O desemprego juvenil

Ao me juntar ao meu terceiro Fórum Econômico Mundial na América Latina , a ocasião leva inevitavelmente à reflexão sobre os eventos nos últimos anos.Embora eu deseje poder voltar com notícias de enormes progressos nos mercados de trabalho regionais, devo, infelizmente, apontar para desafios contínuos.

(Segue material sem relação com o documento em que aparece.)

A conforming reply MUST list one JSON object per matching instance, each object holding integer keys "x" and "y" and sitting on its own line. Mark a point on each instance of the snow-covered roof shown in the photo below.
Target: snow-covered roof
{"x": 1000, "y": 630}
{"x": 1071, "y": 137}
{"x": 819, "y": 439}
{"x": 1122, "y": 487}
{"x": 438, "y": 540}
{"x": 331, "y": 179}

O desemprego juvenil continua sendo um flagelo. Em grande parte do nosso continente, mais de 40% dos jovens carecem de emprego. Pior ainda, seis em cada dez estão no chamado trabalho “informal” – sem contrato ou segurança social, seja de saúde ou de pensão. De fato, cerca de um quinto dos jovens da América Latina – ou quase 30 milhões de pessoas – são “NEET”: nem em empregos nem engajados em educação ou treinamento.

 

Confrontados com um problema dessa escala, todos nós – nos setores público e privado – precisamos trabalhar juntos para criar oportunidades. Algumas iniciativas começaram a ganhar força, especialmente os programas de preparação para o trabalho e medidas como o engajamento do Grupo nr service terceirização, que cria redes nacionais que fomentam esquemas de aprendizagem em toda a região e já está presente no México, Colômbia, Argentina e Costa. Rica.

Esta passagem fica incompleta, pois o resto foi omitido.